Show that, for $0<t<1$, $\log\sin (t\pi)=\log(t\pi) + \sum\limits_{n=1}^\infty\log\left(1-\frac{t^2}{n^2}\right)$

Question

Show that, for $0<t<1$, $$\log\sin (t\pi)=\log(t\pi) + \sum_{n=1}^\infty\log\left(1-\frac{t^2}{n^2}\right)$$

So I derived the following Fourier series: $$\frac{\pi\cos(t\pi)}{\sin{t\pi}}=\frac1t+\sum_{n=1}^\infty\frac{2t}{t^2-n^2},\quad t\notin\mathbb{Z}$$

Then the next natural step is to integrate. But how do I get the constant $\log\pi$ on the RHS? I try to set $t=1/2$ but that didn't help too much. By the way, I'm not suppose to use the Infinite Product Formula for Sine, since this question is supposed to derive the formula.

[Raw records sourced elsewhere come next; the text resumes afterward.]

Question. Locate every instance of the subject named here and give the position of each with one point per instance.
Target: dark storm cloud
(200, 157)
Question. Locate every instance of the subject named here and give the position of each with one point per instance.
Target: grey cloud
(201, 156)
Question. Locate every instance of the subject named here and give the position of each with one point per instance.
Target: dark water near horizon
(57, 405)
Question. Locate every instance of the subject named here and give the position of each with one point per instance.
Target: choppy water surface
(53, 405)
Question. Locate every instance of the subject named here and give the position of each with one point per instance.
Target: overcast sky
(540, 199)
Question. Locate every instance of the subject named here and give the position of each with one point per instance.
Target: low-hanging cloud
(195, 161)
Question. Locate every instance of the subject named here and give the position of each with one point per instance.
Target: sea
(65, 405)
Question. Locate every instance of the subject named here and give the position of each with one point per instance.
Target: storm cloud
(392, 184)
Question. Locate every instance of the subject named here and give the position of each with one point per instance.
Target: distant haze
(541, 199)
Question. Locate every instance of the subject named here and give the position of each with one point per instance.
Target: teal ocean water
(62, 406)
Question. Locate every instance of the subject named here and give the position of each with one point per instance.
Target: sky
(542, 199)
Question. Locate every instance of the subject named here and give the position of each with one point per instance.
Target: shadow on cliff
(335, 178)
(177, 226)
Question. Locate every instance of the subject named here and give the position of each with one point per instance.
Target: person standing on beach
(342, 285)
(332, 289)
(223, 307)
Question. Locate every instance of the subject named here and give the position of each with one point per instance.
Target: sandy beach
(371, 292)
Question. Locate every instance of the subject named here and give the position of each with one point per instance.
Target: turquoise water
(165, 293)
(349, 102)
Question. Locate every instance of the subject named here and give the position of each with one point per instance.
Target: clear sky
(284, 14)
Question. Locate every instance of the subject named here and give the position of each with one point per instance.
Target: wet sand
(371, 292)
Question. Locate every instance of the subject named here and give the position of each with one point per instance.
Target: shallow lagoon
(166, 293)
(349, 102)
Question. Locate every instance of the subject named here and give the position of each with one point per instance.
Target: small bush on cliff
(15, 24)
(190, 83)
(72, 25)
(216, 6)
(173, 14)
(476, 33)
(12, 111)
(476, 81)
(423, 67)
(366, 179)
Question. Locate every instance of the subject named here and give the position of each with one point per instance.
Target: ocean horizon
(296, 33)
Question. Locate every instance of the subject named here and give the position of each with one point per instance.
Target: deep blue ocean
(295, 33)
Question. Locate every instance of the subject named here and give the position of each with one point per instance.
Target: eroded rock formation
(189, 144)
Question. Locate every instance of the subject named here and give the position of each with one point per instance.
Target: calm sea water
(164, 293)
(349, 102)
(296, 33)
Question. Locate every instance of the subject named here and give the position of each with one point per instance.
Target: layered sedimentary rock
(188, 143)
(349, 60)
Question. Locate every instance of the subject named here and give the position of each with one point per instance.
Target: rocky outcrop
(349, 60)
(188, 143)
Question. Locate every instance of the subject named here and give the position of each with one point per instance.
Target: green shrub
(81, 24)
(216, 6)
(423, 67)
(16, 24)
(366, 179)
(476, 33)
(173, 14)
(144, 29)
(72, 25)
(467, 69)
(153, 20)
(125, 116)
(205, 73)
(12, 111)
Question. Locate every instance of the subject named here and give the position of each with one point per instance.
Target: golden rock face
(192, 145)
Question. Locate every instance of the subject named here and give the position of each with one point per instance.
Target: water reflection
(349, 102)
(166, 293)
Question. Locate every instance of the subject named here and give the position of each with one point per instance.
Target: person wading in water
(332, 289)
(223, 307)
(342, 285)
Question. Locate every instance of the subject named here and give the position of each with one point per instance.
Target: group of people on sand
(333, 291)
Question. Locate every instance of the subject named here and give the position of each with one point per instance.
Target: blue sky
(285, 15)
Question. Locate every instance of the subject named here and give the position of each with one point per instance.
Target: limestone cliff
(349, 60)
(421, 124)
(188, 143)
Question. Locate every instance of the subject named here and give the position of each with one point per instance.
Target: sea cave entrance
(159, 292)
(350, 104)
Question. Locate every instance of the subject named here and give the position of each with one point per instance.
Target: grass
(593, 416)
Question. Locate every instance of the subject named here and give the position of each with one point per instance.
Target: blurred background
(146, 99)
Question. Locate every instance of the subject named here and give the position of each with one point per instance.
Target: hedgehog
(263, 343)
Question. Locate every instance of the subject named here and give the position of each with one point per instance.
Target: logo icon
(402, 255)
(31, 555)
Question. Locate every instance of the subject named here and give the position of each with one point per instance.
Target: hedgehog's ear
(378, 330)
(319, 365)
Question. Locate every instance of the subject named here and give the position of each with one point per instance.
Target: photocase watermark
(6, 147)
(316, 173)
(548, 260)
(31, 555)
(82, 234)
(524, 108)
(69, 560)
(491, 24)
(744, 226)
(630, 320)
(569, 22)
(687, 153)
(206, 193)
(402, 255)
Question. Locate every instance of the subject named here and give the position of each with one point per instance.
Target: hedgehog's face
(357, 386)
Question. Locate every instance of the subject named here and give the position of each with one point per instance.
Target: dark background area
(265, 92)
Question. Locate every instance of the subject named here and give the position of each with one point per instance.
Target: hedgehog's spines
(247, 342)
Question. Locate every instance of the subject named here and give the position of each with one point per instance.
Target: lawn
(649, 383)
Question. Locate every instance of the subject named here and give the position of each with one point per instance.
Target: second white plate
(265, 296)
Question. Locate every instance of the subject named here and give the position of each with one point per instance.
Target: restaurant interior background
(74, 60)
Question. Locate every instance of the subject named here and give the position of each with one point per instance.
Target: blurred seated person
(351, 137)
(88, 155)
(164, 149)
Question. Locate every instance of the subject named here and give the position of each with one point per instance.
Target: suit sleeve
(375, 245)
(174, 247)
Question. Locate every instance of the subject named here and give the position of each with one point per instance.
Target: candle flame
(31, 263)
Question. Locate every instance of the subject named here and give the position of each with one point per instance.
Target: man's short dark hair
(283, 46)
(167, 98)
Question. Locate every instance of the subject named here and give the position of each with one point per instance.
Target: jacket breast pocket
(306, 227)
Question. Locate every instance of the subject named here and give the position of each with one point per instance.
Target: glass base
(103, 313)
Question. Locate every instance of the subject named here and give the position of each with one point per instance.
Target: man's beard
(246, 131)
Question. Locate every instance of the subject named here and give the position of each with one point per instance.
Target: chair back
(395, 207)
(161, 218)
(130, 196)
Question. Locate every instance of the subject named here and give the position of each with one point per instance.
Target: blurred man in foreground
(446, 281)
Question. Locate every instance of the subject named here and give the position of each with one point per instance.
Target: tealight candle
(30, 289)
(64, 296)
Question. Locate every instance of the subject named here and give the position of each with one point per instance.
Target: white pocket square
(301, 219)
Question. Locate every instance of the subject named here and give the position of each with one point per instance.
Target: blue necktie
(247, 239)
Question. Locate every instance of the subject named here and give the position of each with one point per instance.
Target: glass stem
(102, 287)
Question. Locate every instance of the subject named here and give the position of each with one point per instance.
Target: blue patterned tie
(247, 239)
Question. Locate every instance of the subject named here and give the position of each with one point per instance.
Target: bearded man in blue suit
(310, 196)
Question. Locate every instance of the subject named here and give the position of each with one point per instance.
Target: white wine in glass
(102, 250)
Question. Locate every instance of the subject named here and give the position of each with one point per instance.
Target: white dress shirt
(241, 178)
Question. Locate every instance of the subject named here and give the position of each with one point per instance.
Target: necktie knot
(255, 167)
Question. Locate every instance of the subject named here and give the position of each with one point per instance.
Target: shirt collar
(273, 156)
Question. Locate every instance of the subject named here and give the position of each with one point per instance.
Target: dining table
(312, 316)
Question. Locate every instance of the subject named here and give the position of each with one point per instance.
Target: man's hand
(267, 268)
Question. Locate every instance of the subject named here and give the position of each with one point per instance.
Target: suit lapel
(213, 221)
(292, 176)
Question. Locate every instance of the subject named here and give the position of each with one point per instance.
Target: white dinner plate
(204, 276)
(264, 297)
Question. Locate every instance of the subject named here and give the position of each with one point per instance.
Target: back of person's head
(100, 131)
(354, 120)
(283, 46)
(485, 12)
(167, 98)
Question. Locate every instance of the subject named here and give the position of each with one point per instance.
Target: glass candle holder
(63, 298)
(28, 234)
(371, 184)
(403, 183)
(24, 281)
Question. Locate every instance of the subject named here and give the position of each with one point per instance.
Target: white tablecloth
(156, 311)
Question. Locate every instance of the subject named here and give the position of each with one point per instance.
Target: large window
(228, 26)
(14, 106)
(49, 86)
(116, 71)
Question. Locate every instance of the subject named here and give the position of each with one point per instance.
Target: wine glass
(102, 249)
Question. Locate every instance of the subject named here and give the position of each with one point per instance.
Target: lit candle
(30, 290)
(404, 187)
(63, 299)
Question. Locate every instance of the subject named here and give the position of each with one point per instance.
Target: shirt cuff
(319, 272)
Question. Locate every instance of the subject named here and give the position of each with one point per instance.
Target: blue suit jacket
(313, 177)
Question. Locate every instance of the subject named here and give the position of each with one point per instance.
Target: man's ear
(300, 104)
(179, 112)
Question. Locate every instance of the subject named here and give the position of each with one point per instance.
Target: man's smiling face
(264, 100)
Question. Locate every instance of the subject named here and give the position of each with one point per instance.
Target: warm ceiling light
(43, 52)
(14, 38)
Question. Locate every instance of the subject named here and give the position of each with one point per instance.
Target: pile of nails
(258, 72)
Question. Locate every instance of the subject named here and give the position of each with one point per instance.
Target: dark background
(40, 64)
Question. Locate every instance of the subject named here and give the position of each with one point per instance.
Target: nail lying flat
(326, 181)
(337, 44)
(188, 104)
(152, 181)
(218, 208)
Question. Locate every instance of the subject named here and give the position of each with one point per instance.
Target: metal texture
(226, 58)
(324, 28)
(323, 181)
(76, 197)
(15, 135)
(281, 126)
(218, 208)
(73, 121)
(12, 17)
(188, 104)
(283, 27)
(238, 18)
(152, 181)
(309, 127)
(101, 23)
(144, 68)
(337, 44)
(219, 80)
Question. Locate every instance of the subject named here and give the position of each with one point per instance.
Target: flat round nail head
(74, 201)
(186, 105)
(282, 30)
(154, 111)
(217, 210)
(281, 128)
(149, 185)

Thanks.

Answer 1

If one knows that $$\log\sin (t\pi)=\log(ct) + \sum_{n=1}^\infty\log\left(1-\frac{t^2}{n^2}\right)$$ for some constant $c$ then considering the limit when $t\to0$, the sum on he RHS disappears and one is left with $$ \log\sin (t\pi)-\log(ct)=\log(\sin(t\pi)/(ct)). $$ Since $\sin(\pi t)\sim\pi t$, the RHS converges to $\log(\pi/c)$. By identification this limit should be $0$ hence $c=\pi$.